No fsync per record. Writes hit the page cache; the OS flushes on its own schedule. A hard crash can lose the in-flight record.
Single writer task. All disk writes go through one async task — atomic per-record append, no interleaving.

The drop-on-overflow choice is deliberate: a brief audit gap during a flood is recoverable; a blocked event loop is catastrophic. If you see frequent outcome=error you have a downstream IO problem (slow disk, fsync storm in another process, etc.).

Disabling audit

telemetry:
  audit_enabled: false

Restart the server. The audit directory is left untouched; existing files stay where they are.

Retention

Files are not auto-pruned in 8.5.0 — operators prune manually:

find ~/.culture/audit -name 'spark-*.jsonl*' -mtime +30 -delete

A future audit-prune CLI is on the roadmap.

Health metrics

Two metrics surface the audit pipeline’s health (collected via the OTEL collector when telemetry is enabled):

culture.audit.writes{outcome=ok|error} — write attempt count. A non-zero outcome=error rate indicates dropped records (queue overflow or IO failure).
culture.audit.queue_depth — currently-queued records waiting to flush. Steady-state should be near zero; a rising trend means the writer task can’t keep up.
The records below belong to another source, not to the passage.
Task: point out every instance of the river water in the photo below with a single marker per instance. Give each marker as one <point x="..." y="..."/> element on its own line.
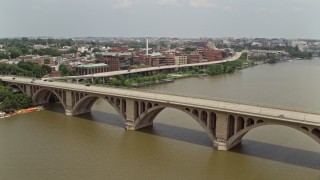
<point x="50" y="145"/>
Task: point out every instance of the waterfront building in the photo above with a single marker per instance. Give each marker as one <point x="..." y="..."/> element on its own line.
<point x="180" y="60"/>
<point x="85" y="69"/>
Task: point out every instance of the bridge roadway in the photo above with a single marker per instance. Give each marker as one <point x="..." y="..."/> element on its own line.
<point x="224" y="122"/>
<point x="141" y="70"/>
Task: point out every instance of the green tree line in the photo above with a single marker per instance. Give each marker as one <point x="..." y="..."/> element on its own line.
<point x="28" y="69"/>
<point x="12" y="101"/>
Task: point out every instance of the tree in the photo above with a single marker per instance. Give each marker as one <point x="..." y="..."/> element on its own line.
<point x="46" y="61"/>
<point x="98" y="56"/>
<point x="63" y="68"/>
<point x="84" y="53"/>
<point x="14" y="52"/>
<point x="46" y="69"/>
<point x="72" y="50"/>
<point x="96" y="50"/>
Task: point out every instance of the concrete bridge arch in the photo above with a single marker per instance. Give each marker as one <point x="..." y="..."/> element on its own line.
<point x="42" y="96"/>
<point x="243" y="125"/>
<point x="207" y="120"/>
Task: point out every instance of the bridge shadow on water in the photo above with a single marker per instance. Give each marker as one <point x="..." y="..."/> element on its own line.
<point x="288" y="155"/>
<point x="267" y="151"/>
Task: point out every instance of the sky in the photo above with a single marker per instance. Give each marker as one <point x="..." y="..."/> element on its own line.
<point x="161" y="18"/>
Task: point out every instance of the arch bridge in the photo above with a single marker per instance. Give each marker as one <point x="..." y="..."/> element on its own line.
<point x="225" y="123"/>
These appear in Grafana / Prometheus dashboards alongside the rest of the culture.* metrics from 8.4.0.

Public API

For embedding the audit pipeline in custom code (e.g. an external admin tool that wants to write into the same JSONL), culture.telemetry re-exports four symbols:

Symbol	Purpose
`AuditSink`	The dataclass that owns the queue + writer task + rotation.
`init_audit(config, metrics)`	Idempotent constructor; mirrors `init_metrics` / `init_telemetry`.
`build_audit_record(server_name, event, origin_tag, trace_id, span_id, ...)`	Build a schema-compliant record dict from an `Event`. Used by `IRCd.emit_event`.
`utc_iso_timestamp(epoch_seconds)`	Format a `time.time()` value as the ISO 8601 UTC string the `ts` field expects. Used by `Client._process_buffer` for PARSE_ERROR records.

PARSE_ERROR records cannot go through build_audit_record (no Event object) — callers construct the dict inline using utc_iso_timestamp for the ts field and the schema in audit.md for everything else.

Known limitations (v1)

actor.kind is always human in 8.5.0. Plan 5 (harness) and Plan 6 (bots) will refine to bot/harness based on the connection type.
actor.remote_addr is empty for events emitted from server-internal sites (skills, system bot). Populated for Client._process_buffer PARSE_ERRORs.
Federated lifecycle events (JOIN/PART/QUIT) on the receiver side are not yet surfaced — only federated message events produce audit records. Tracking gap in #296.
No OTEL Logs export. JSONL is the source of truth; future plans may add a best-effort duplicate via the OTEL Logs API.